3D brain-like tissues were placed on a flat weigh boat and subjected to contusion injury using a pneumatic cylinder with a 3 mm flat tip impactor at a velocity of 6 m/s, penetration depth 0.6 mm, and a dwell time duration of 200 ms (6). Sham tissues were handled similarly to the injured tissues but without receiving the contusion injury. Following injury or sham protocol, the tissues were incubated at 37 °C in 5% CO2 in a humidified atmosphere until the indicated time marks for imaging and/or media collection for miRNA analysis.
Growth protocol
3D human tricultures were fabricated following an earlier published protocol (6, 7). Human induced neural stem cell (hiNSCs) , human primary astrocytes (Sciencell research laboratories, cat. no. 1800), and HMC3 (human microglial) cells were allowed to reach nearly 100% confluency at the day of triculture seeding. All cell types were collected and concentrated as described in the individual culture methods. Silk scaffolds freshly coated with poly-ornithine (PLO) (Sigma, cat.no. A004C) - and laminin were placed in 96-well plates, and a vacuum manifold was used to remove excess liquid (45). Each scaffold was seeded with a 40L cell suspension containing 2:0.5:0.1 million neurons, astrocytes, and microglia, followed by 30 minutes of incubation at 37°C to allow cell adhesion to the scaffolds. To ensure efficient cell attachment, the freshly seeded scaffolds were submerged in 150L of Neuronal media (composed of NeuroBasal medium supplemented with 2% B-27, 1% Anti-Anti, 1% Glutamax, all from Invitrogen, and 1% astrocyte growth factors, Sciencell research laboratories) and incubated overnight in a tissue culture incubator (37°C, 5% CO2 in a humidified atmosphere). The following day, the cell-seeded scaffolds were transferred to new 96-well plates to remove the unattached cells, embedded with 100L of collagen type I solution (Corning or R&D systems, 3 mg/mL with a pH adjusted to 7.0-7.2 with NaOH), and incubated for 30 minutes at 37°C to allow the collagen gel to crosslink.
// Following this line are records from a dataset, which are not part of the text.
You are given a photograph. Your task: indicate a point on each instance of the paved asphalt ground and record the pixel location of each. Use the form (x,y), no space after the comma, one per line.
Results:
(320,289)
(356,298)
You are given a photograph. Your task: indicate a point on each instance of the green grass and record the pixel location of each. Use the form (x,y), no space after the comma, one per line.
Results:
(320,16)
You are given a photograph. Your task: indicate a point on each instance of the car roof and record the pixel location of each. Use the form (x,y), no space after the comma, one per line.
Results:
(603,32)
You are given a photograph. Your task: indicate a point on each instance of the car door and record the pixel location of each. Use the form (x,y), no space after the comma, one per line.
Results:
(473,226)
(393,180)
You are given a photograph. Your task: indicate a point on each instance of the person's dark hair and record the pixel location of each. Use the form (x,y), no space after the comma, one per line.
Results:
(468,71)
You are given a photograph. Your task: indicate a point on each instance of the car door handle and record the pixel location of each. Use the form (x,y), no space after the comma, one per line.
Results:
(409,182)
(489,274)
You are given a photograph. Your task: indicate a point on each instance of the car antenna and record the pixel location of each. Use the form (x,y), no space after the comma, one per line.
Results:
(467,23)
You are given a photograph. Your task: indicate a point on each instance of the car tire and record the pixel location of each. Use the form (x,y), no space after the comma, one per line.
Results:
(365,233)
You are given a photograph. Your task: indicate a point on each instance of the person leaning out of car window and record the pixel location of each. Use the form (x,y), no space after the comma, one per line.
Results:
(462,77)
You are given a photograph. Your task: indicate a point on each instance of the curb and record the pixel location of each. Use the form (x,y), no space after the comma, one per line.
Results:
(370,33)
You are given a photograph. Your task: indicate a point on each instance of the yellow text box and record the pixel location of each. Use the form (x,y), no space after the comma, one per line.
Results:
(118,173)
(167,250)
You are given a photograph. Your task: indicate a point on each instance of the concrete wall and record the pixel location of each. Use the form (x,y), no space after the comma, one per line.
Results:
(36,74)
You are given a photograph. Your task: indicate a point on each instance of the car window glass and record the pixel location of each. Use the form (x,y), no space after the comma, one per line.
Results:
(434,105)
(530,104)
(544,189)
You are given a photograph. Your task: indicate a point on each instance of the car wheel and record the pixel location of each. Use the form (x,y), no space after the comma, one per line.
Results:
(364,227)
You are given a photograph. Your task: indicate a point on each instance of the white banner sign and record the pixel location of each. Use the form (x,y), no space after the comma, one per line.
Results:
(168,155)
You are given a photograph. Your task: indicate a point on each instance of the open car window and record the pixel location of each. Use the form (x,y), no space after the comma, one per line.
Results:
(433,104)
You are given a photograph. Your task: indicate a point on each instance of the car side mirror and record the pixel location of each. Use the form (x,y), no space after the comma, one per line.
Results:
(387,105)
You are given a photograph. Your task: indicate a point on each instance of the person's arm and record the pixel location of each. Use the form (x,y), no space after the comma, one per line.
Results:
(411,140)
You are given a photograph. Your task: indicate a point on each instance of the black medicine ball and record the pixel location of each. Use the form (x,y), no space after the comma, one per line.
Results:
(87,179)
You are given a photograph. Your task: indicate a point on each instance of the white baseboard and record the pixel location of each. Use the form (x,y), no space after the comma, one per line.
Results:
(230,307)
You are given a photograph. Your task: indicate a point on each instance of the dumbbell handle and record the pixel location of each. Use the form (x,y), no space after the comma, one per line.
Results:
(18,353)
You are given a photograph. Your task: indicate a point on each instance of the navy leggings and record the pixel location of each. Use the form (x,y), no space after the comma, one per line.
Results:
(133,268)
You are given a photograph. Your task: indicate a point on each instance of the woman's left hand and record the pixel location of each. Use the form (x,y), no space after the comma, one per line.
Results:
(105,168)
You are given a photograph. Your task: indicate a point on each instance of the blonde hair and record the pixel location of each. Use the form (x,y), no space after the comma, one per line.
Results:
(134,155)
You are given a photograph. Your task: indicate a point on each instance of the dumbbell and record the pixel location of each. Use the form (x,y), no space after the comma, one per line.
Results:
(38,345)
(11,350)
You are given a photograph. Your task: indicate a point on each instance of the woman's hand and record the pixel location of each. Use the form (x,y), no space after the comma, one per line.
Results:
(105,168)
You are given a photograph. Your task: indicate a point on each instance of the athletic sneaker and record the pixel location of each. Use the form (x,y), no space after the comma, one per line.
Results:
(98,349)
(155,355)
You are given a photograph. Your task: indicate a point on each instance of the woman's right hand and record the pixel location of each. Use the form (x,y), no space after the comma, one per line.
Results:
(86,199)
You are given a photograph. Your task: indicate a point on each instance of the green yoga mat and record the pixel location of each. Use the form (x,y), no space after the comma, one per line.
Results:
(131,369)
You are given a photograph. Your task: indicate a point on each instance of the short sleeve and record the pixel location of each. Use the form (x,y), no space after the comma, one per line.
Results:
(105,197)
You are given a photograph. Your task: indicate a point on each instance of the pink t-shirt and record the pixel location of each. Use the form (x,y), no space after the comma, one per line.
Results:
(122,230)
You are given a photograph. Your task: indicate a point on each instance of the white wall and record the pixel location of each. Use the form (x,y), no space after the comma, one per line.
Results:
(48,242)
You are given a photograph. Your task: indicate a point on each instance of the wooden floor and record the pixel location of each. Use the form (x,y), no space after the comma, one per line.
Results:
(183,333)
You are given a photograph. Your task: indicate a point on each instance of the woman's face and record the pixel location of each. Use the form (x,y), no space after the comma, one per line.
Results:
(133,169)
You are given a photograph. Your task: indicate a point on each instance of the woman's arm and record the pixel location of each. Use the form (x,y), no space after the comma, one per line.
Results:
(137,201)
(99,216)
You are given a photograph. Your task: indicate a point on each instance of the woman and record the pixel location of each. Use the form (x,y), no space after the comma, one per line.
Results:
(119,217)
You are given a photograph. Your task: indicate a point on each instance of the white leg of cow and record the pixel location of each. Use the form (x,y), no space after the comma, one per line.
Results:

Neuronal media (150L) was added to all scaffolds and incubated for 24h at 37°C. The following day, 3D tricultures were moved into 48-well plates with 1 ml of Neuronal media in each well. Half the media volume was changed every fourth day until the tissues were used for experiments (6-7 weeks).
Extracted molecule
total RNA
Extraction protocol
miRNA isolation and purification were performed on 1 mL of triculture media collected from sham and impact samples at 6, 24, 72 hours post-injury. Samples were immediately stored in -80 °C. Once all samples were collected, samples were thawed and miRNA purification was performed using the mirVANA miRNA isolation kit (AM1560, Ambion, Life Technologies). Briefly, miRNA homogenate additive and Acid-Phenol:Chloroform was added to the media and centrifuged at 10,000 x g for 5 minutes. The upper aqueous phase containing the RNA was then collected and transferred to a new tube. Total RNA purification followed by miRNA purification was carried out using the filter cartridges from the mirVANA miRNA isolation kit per the manufacturer’s instructions. miRNA was collected by eluting the filter cartridge with 100 μl of nuclease-free water. miRNA samples were further concentrated for Nanostring analysis using the Oligo Clean and Concentrator Kit (D4060, Zymo Research) per the manufacturer’s instructions. The eluate, containing the miRNA was collected and the concentration was measured using the Quibit miRNA assay kit (Q32880, Molecular probes, Life Technology) per manufacturer’s instructions.
Label
not provided
Label protocol
N/A
Hybridization protocol
N/A
Scan protocol
Evaluation of the expression of 798 unique miRNAs was evaluated with the nCounter MAX/FLEX Analysis System using the Nanostring nCounter® Human v3 miRNA Expression Panels (NanoString Technologies, Seattle, WA, USA). Samples were prepared and ran according to the manufacturer’s instructions to determine the mean copy of each miRNA probe of interest. Housekeeping genes for normalization included: ribosomal protein L10, beta-actin, beta-2-microglobulin, glyceraldehyde 3-phosphate dehydrogenase, and ribosomal protein L19, as well as endogenous miRNAs and positive and negative controls. Raw data was analyzed by nSolver Software version 4.0 (NanoString Technologies).
Data processing
All samples passed quality control checks and normalization was carried out using the geometric mean of the ligation factors. miRNA expression differences in sham and impact injury at the different time points were measured using t-tests, with the Benjamini-Hochberg’s False Discovery Rate (FDR) method for multiple comparison corrections. Expression data were log2 transformed for presentation.